Alex gerçekten öfkeden yanıp tutuşuyordu. Şu anda karşısında duran bu adam, göz açıp kapayıncaya kadar ruh halini kolayca değiştirebilen Alex değildi. Onun içinde tutamadığı öfke fırınını görebiliyordu.

Abi hafifçe ürperdi ama yine de onu bırakmadı.

"Şimdi bırak, Abigail."

Başını onun göğsüne yaslayarak hayır anlamında salladı.

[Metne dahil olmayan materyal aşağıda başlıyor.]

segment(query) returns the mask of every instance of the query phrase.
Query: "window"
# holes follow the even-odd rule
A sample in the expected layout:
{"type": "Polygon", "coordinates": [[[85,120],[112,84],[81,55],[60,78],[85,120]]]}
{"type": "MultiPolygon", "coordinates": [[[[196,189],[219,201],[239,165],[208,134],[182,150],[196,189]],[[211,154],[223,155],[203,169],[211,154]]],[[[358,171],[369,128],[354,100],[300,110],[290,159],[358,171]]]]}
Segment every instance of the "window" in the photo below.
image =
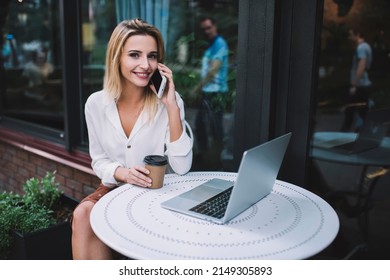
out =
{"type": "MultiPolygon", "coordinates": [[[[314,139],[356,137],[367,110],[390,107],[389,12],[390,4],[385,0],[375,4],[364,0],[324,1],[314,139]],[[362,44],[370,46],[372,58],[365,59],[368,80],[356,84],[351,73],[355,73],[353,63],[360,56],[357,46],[362,44]],[[353,92],[351,86],[355,85],[364,85],[368,98],[356,99],[360,95],[353,92]]],[[[348,186],[355,190],[361,169],[359,164],[342,164],[337,158],[314,160],[313,185],[322,182],[324,188],[346,190],[348,186]]]]}
{"type": "Polygon", "coordinates": [[[58,1],[10,1],[4,12],[2,115],[63,130],[58,1]]]}

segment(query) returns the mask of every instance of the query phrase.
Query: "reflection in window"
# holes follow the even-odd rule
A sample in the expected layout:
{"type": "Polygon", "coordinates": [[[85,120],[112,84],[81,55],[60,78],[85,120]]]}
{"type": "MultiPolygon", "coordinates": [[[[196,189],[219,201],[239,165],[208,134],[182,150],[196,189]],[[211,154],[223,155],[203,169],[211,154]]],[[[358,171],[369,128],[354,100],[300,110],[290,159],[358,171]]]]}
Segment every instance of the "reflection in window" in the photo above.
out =
{"type": "Polygon", "coordinates": [[[10,1],[2,31],[4,115],[62,130],[57,1],[10,1]]]}
{"type": "MultiPolygon", "coordinates": [[[[224,58],[227,78],[226,88],[213,98],[212,105],[206,107],[203,135],[207,149],[200,149],[195,137],[194,169],[229,169],[232,157],[233,107],[235,98],[235,57],[237,45],[238,1],[206,0],[116,0],[82,2],[82,42],[83,42],[83,101],[90,94],[102,88],[105,52],[109,36],[116,24],[124,19],[140,17],[157,26],[164,36],[166,47],[165,63],[173,70],[176,90],[186,104],[186,119],[195,136],[196,119],[201,95],[192,94],[202,77],[202,58],[210,45],[204,36],[200,19],[212,15],[219,34],[227,43],[228,52],[224,58]],[[218,110],[215,111],[215,108],[218,110]],[[219,126],[213,125],[220,121],[219,126]],[[217,133],[218,128],[221,130],[217,133]],[[220,135],[220,136],[218,136],[220,135]],[[222,137],[216,141],[216,137],[222,137]]],[[[220,59],[220,58],[218,58],[220,59]]],[[[210,60],[211,62],[211,60],[210,60]]],[[[210,104],[209,104],[210,105],[210,104]]],[[[84,139],[87,140],[86,129],[84,139]]]]}
{"type": "MultiPolygon", "coordinates": [[[[375,4],[365,0],[324,1],[314,142],[322,132],[356,137],[367,110],[390,107],[389,12],[386,0],[375,4]],[[357,67],[362,61],[365,66],[358,79],[357,67]],[[366,89],[366,99],[356,98],[366,89]]],[[[334,176],[335,170],[340,171],[339,165],[315,160],[312,174],[320,176],[315,178],[317,183],[353,188],[359,167],[342,168],[343,176],[334,176]]]]}
{"type": "MultiPolygon", "coordinates": [[[[375,4],[365,0],[324,1],[316,131],[342,130],[345,112],[351,106],[357,110],[348,130],[357,131],[363,121],[358,113],[359,106],[369,109],[390,106],[389,11],[389,1],[385,0],[375,1],[375,4]],[[350,98],[350,86],[354,83],[351,70],[357,52],[356,42],[350,34],[351,28],[361,32],[372,50],[372,63],[366,66],[372,84],[366,105],[350,98]]],[[[358,86],[361,84],[363,82],[358,86]]]]}
{"type": "Polygon", "coordinates": [[[347,244],[351,248],[367,242],[368,209],[379,189],[375,185],[386,185],[389,179],[382,166],[389,166],[390,138],[382,139],[381,134],[387,123],[390,136],[390,114],[384,110],[390,108],[389,12],[387,0],[324,1],[309,185],[341,214],[342,234],[351,228],[350,218],[359,218],[356,237],[363,241],[347,244]],[[378,111],[372,115],[368,110],[384,112],[373,118],[375,125],[368,119],[378,111]],[[365,135],[364,141],[358,133],[365,135]],[[380,136],[379,146],[371,146],[375,135],[380,136]],[[352,154],[329,148],[354,139],[362,145],[352,154]],[[370,149],[360,152],[361,148],[370,149]]]}

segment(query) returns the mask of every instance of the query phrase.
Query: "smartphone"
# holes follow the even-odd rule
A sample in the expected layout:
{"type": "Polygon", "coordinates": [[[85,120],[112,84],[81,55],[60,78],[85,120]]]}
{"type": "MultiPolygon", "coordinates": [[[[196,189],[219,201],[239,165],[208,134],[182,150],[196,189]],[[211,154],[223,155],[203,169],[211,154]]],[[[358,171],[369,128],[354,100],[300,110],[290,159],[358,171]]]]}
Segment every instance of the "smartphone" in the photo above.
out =
{"type": "Polygon", "coordinates": [[[167,84],[167,78],[160,73],[160,71],[154,71],[152,78],[152,84],[156,89],[156,94],[158,98],[161,98],[164,93],[165,85],[167,84]]]}

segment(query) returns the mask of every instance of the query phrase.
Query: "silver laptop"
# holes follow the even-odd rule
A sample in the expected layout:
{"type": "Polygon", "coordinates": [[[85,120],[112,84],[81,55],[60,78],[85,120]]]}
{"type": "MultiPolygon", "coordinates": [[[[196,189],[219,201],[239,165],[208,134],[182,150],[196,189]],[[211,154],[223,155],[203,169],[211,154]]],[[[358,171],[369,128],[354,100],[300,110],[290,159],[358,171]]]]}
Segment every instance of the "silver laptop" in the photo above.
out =
{"type": "Polygon", "coordinates": [[[343,154],[356,154],[378,147],[386,136],[390,109],[367,112],[363,126],[355,139],[339,138],[315,142],[314,147],[329,149],[343,154]]]}
{"type": "Polygon", "coordinates": [[[224,224],[271,193],[291,132],[244,152],[236,182],[212,179],[161,206],[224,224]]]}

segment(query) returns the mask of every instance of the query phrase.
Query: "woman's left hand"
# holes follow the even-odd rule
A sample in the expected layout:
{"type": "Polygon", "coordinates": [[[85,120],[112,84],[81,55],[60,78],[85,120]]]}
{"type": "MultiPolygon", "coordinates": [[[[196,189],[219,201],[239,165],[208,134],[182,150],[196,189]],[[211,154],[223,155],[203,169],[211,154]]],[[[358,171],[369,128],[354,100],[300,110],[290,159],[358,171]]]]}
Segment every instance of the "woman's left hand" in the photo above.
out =
{"type": "Polygon", "coordinates": [[[162,63],[158,64],[157,70],[167,78],[167,85],[165,86],[164,94],[161,97],[161,102],[165,106],[176,105],[175,83],[173,82],[172,70],[162,63]]]}
{"type": "Polygon", "coordinates": [[[162,75],[167,78],[164,94],[161,97],[161,102],[165,105],[168,112],[168,125],[170,131],[170,141],[174,142],[180,138],[183,133],[183,125],[180,119],[180,109],[176,101],[175,84],[173,82],[173,74],[171,69],[166,65],[159,63],[158,69],[162,75]]]}

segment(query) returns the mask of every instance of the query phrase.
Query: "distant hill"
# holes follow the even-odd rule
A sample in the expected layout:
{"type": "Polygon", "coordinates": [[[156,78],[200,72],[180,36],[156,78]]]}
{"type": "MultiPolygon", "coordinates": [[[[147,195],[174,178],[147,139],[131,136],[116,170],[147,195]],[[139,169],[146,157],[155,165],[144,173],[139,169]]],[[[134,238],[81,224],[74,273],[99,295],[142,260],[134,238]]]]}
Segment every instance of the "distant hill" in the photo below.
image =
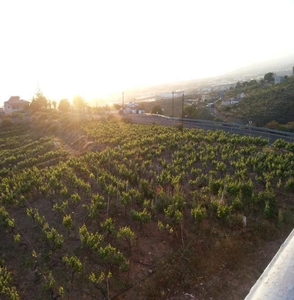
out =
{"type": "Polygon", "coordinates": [[[227,73],[226,77],[235,76],[263,76],[265,73],[274,72],[278,75],[291,75],[294,66],[294,54],[282,58],[271,59],[227,73]]]}
{"type": "Polygon", "coordinates": [[[294,122],[294,77],[289,77],[281,84],[263,82],[245,82],[240,87],[225,94],[227,99],[239,93],[246,97],[236,106],[222,106],[220,111],[231,120],[242,123],[252,121],[257,126],[265,126],[268,122],[280,124],[294,122]]]}

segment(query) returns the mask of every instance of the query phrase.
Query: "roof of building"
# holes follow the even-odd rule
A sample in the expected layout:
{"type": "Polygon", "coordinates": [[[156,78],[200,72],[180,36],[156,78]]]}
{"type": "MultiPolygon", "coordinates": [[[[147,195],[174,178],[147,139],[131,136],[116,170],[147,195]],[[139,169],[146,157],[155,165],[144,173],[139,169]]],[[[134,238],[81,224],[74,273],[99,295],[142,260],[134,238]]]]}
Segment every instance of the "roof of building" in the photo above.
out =
{"type": "Polygon", "coordinates": [[[11,96],[7,101],[4,103],[29,103],[30,101],[20,99],[19,96],[11,96]]]}

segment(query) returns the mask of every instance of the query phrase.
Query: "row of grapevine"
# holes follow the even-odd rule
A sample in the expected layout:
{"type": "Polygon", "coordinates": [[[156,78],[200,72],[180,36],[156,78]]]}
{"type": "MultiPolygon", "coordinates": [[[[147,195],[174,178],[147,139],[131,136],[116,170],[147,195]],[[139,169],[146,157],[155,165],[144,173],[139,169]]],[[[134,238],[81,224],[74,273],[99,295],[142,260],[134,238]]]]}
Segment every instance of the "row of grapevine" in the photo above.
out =
{"type": "Polygon", "coordinates": [[[185,246],[205,220],[232,231],[244,216],[248,224],[286,220],[288,144],[116,121],[82,129],[104,150],[70,157],[54,138],[27,136],[10,154],[0,151],[13,164],[1,173],[0,216],[20,257],[16,276],[38,282],[45,298],[114,297],[137,280],[133,255],[144,236],[185,246]]]}

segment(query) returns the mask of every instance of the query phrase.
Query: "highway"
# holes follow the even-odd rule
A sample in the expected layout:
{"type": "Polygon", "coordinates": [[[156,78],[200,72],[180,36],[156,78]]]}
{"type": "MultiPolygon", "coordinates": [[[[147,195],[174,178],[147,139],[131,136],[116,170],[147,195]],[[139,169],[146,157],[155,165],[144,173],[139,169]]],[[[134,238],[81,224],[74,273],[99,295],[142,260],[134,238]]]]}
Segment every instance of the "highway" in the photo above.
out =
{"type": "MultiPolygon", "coordinates": [[[[162,115],[152,114],[128,114],[127,118],[137,124],[158,124],[162,126],[175,126],[182,124],[181,118],[172,118],[162,115]]],[[[205,120],[183,119],[184,128],[200,128],[203,130],[222,130],[231,134],[248,135],[267,139],[269,143],[274,143],[277,139],[287,142],[294,142],[294,133],[271,130],[263,127],[240,125],[234,123],[213,122],[205,120]]]]}

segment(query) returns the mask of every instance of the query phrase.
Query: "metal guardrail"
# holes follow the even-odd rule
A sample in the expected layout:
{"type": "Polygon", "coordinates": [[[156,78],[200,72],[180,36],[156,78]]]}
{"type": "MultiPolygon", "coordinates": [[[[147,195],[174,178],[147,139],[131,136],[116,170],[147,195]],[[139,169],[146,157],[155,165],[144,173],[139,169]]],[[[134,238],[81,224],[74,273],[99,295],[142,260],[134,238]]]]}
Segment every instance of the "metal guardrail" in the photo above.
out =
{"type": "MultiPolygon", "coordinates": [[[[184,123],[185,122],[195,123],[193,120],[184,121],[184,123]]],[[[255,126],[241,125],[235,123],[200,121],[200,120],[198,120],[196,123],[198,123],[199,125],[202,124],[203,128],[207,126],[213,126],[218,130],[223,130],[230,133],[249,135],[253,137],[261,137],[269,140],[271,143],[273,143],[277,139],[283,139],[290,143],[294,142],[294,133],[292,132],[279,131],[279,130],[273,130],[264,127],[255,127],[255,126]]]]}
{"type": "Polygon", "coordinates": [[[245,300],[294,299],[294,230],[251,288],[245,300]]]}
{"type": "MultiPolygon", "coordinates": [[[[155,120],[161,119],[171,123],[175,123],[175,122],[182,123],[183,121],[184,127],[190,127],[190,128],[198,127],[204,130],[223,130],[232,134],[235,133],[235,134],[248,135],[253,137],[261,137],[269,140],[270,143],[273,143],[277,139],[283,139],[290,143],[294,142],[294,133],[292,132],[274,130],[274,129],[264,128],[264,127],[255,127],[252,125],[242,125],[237,123],[216,122],[216,121],[188,119],[188,118],[184,118],[182,120],[182,118],[168,117],[168,116],[157,115],[157,114],[143,114],[143,115],[139,115],[138,117],[140,118],[149,117],[150,119],[155,119],[155,120]]],[[[152,120],[150,122],[152,122],[152,120]]]]}
{"type": "MultiPolygon", "coordinates": [[[[161,118],[175,122],[182,122],[181,118],[172,118],[161,115],[144,115],[146,118],[161,118]]],[[[140,116],[142,117],[142,115],[140,116]]],[[[144,117],[143,117],[144,118],[144,117]]],[[[152,123],[154,119],[149,119],[148,123],[152,123]]],[[[137,119],[138,121],[140,119],[137,119]]],[[[268,128],[240,125],[234,123],[213,122],[206,120],[183,119],[184,125],[192,123],[195,127],[206,130],[210,127],[214,130],[225,130],[233,133],[238,130],[239,134],[261,136],[273,142],[277,139],[284,139],[289,142],[294,141],[294,134],[268,128]]],[[[171,125],[171,124],[170,124],[171,125]]],[[[194,127],[193,126],[193,127],[194,127]]],[[[272,261],[264,270],[255,285],[251,288],[245,300],[294,300],[294,230],[288,236],[286,241],[280,247],[272,261]]]]}

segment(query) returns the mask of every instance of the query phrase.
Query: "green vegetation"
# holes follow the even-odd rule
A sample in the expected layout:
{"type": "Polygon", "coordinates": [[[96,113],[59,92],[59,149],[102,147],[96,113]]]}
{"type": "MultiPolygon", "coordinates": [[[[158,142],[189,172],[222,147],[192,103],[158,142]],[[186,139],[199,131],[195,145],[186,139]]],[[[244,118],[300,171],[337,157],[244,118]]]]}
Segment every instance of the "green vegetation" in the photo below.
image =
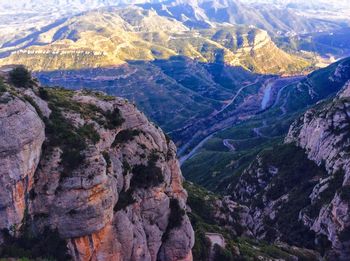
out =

"Artık böyle bir şey yapmana gerek yok, Alex. Ben iyiyim, bak! Bacağımda sadece küçük bir kesik var ama onun dışında iyiyim. Eminim yaptığına çoktan pişman olmuştur, bu yüzden senin bir şey yapmana gerek yok."

"Abigail, yoksa beni korkunç bir şey yapmayayım diye mi durduruyorsun?" Gözlerini kısarak ona baktı. Yüzünü tuttu ve başparmağıyla yanağını okşadı. "Dinle, küçük Kuzu, sana daha önce söylemiştim. Ben senin gibi bir melek değilim. Ben baştan beri korkunç bir yaratığım, korkunç şeyler yapmak sadece -"

"Hayır. Sen korkunç değilsin, Alex." Abi onun sözünü kesti. Ona bakarken gözleri hiç tereddüt etmedi.